The D&B profile is primarily a reflection of how you interact with your vendors and suppliers. If your vendors report your payment history to D&B it’s reflected in how D&B scores your profile.
- Delinquency Predictor Score: This score is designed to predict whether or not a business is likely to pay their bills on time.
- Financial Stress Score: This score is designed to predict the possibility that a company will experience financial distress.
- Supplier Evaluation Risk Rating: This rating predicts the likelihood that a business might stop delivering its goods and services.
- PAYDEX Score: This is the 100-point score most small business owners think of when they think of D&B. This score reflects how well you’ve paid your bills and kept your financial obligations to vendors and suppliers that report to D&B.
- D&B Rating: This rating is based upon company financial statements and other public information that indicates a company’s net worth and financial health. This score is based upon company size, industry information, and other general factors.
Your Equifax profile is primarily a reflection of your track record making credit card and other loan payments. Equifax takes information from the Small Business Finance Exchange (SBFE)—a group of the largest small business lenders in the United States; and where they report loan data—to create the foundation of their report.
Because this data is a direct reflection of how small businesses interact with large small business lenders, it’s one of the bureaus many banks use to evaluate your creditworthiness. In addition to a report regarding how current you are with any small business loans, part of your Equifax report will include a credit risk score that predicts the likelihood of your business going over 90 days delinquent with suppliers and a business failure score which predicts the likelihood of your business filing a bankruptcy over the next 12 months.
Experian’s business credit report is a reflection of how you interact with banks and other lenders as well as how you pay your vendors. They collect both trade data and bank loan data to create their report. While some businesses don’t use a lot of trade credit, and rely heavily on the bank, others don’t access capital through the bank, but rely on terms from their vendors to do business.

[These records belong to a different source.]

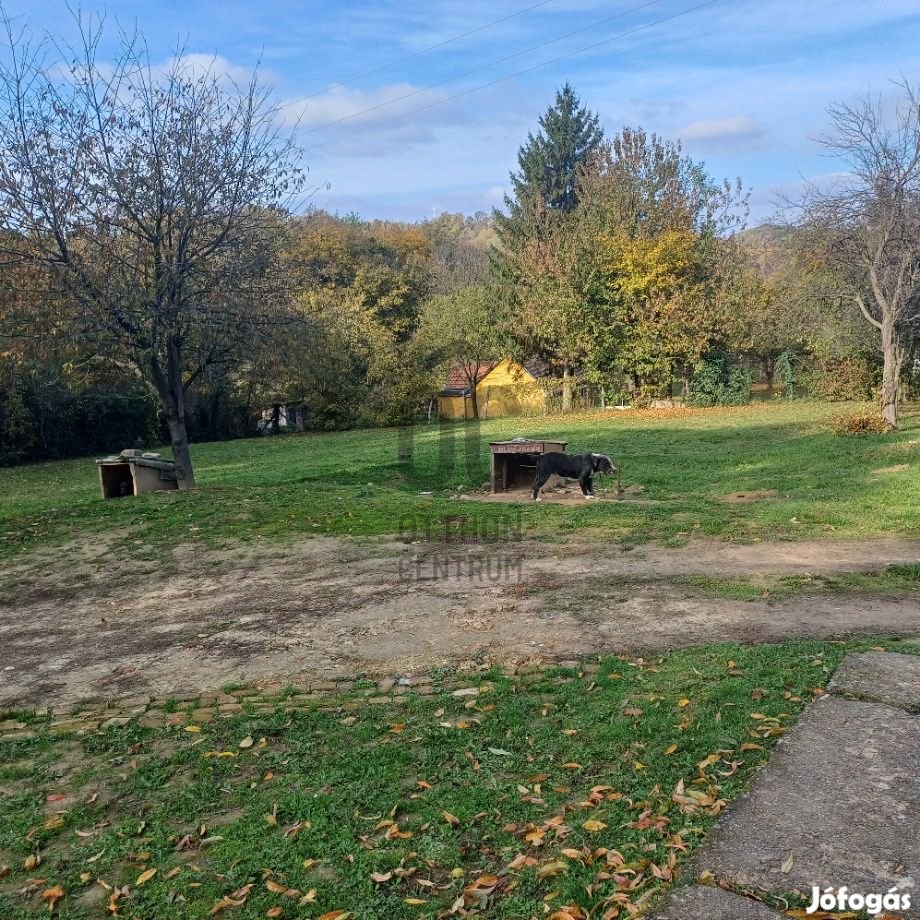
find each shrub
[687,355,752,408]
[815,358,879,402]
[831,414,891,435]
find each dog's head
[591,454,617,476]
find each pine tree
[492,83,604,412]
[497,83,604,248]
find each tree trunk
[562,363,572,414]
[882,317,904,428]
[763,355,776,396]
[163,342,196,489]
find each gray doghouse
[96,450,179,498]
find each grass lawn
[0,640,918,920]
[0,403,920,558]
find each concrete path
[651,652,920,920]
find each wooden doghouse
[96,450,179,498]
[489,438,569,492]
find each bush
[831,414,891,436]
[687,355,752,408]
[814,358,879,402]
[773,351,802,399]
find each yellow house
[438,358,546,421]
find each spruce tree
[497,83,604,249]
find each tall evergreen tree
[492,83,604,411]
[497,83,604,241]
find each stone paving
[7,652,920,920]
[652,652,920,920]
[0,659,600,743]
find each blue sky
[3,0,920,222]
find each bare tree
[0,8,302,488]
[796,80,920,428]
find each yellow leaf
[208,898,246,917]
[537,859,569,879]
[42,885,64,910]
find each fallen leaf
[537,859,569,879]
[208,897,246,917]
[42,885,64,910]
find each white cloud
[160,52,265,86]
[677,115,761,142]
[283,83,445,137]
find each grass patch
[0,641,914,920]
[0,403,920,570]
[684,563,920,602]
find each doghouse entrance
[99,463,134,498]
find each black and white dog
[532,452,617,502]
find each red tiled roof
[444,361,499,390]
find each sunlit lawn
[0,640,917,920]
[0,403,920,568]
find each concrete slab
[695,695,920,895]
[830,652,920,712]
[648,885,782,920]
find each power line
[305,0,663,134]
[307,0,719,150]
[301,0,555,99]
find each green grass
[685,563,920,601]
[0,403,920,566]
[0,640,917,920]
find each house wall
[438,396,473,422]
[438,358,544,421]
[476,358,544,418]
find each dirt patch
[872,463,910,476]
[460,481,659,505]
[719,489,779,505]
[0,538,920,706]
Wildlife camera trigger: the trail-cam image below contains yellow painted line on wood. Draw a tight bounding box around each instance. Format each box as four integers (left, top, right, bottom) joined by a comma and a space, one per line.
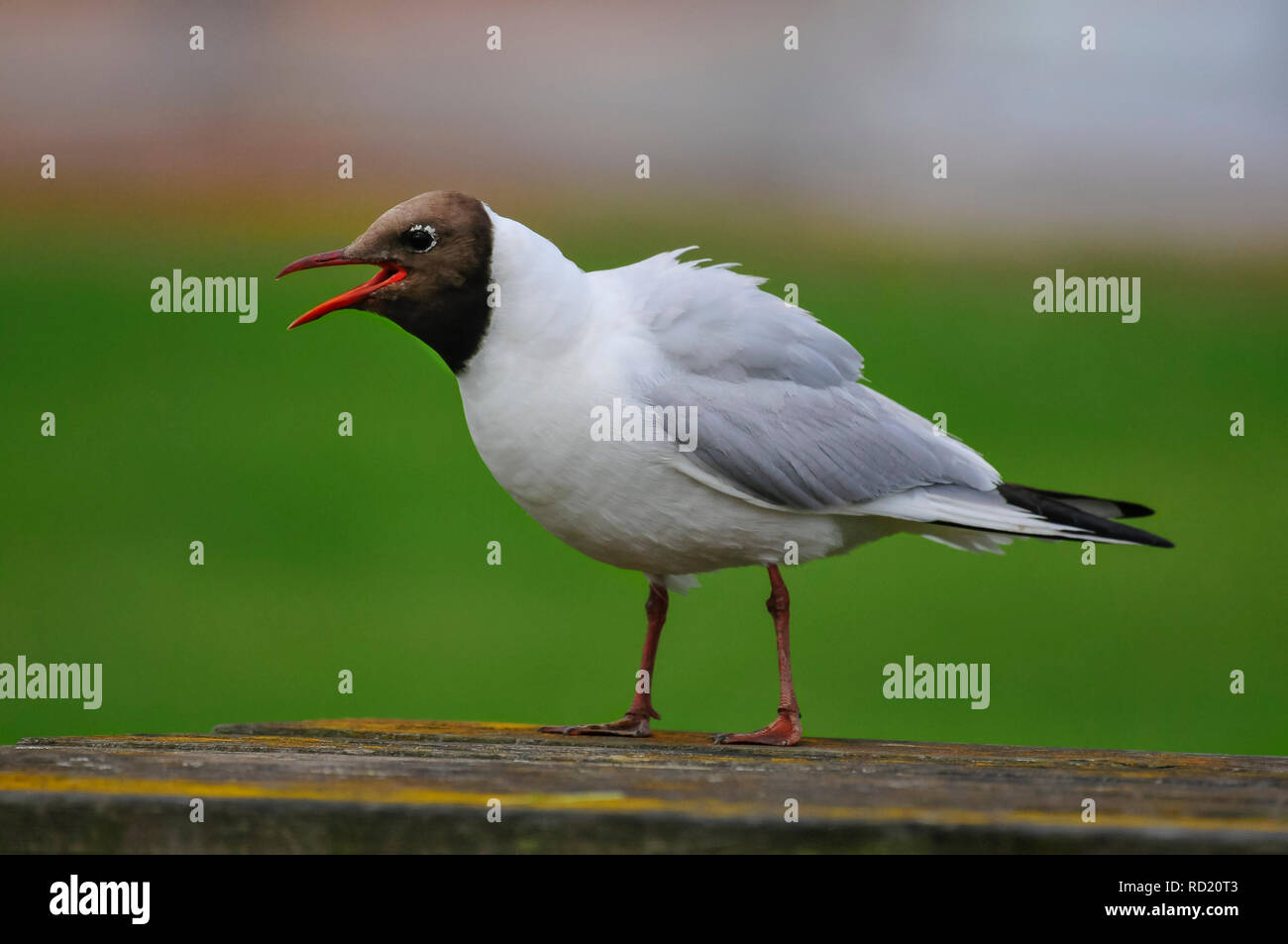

Many businesses use both trade credit as well as business loans and don’t exclusively rely on one source of credit. Because of that, many lenders look at your Experian score.
Experian looks at the number of credit transactions, outstanding balances, payment habits, how much of your available credit you use, and the details of any current liens, judgments, or bankruptcies. Time in business and your business’ SIC codes along with the size of your business is part of your Experian 100-point business credit score.
Building a Good Business Credit Profile
All three reporting bureaus collect information available in the public record, including legal filings from local, county, and state governments, as well as information from credit card companies, collection agencies, corporate financial information, and other databases. If this information is inaccurate or unavailable, the credit bureaus will make assumptions based upon other similar businesses. Sometimes something as simple as a mistaken SIC (Standard Industrial Classification) code can negatively impact your profile.
Fortunately, all three of the bureaus are motivated to ensure the information they have on you and your business is as accurate as possible, and all have a formal dispute process. It might require a little more effort to get a dispute resolved than correcting a mistake on your personal credit report, but it’s an important part of building a good credit score.
There’s no shortcut to building a good business credit profile. If your business is new, you might consider establishing trade accounts with vendors who will report your credit history to the credit bureaus. Staples or Home Depot are good examples of vendors that offer products most small business owners need, where it’s relatively easy to establish credit, and they will report your credit history to the appropriate business credit bureaus.
In addition to making sure your profile is accurate, it’s really a matter of meeting your financial obligations and paying your suppliers and other creditors in a timely manner.
Although the need to maintain a good personal credit score will likely never go away for a small business owner, a strong business credit profile will make getting a small business loan a lot easier.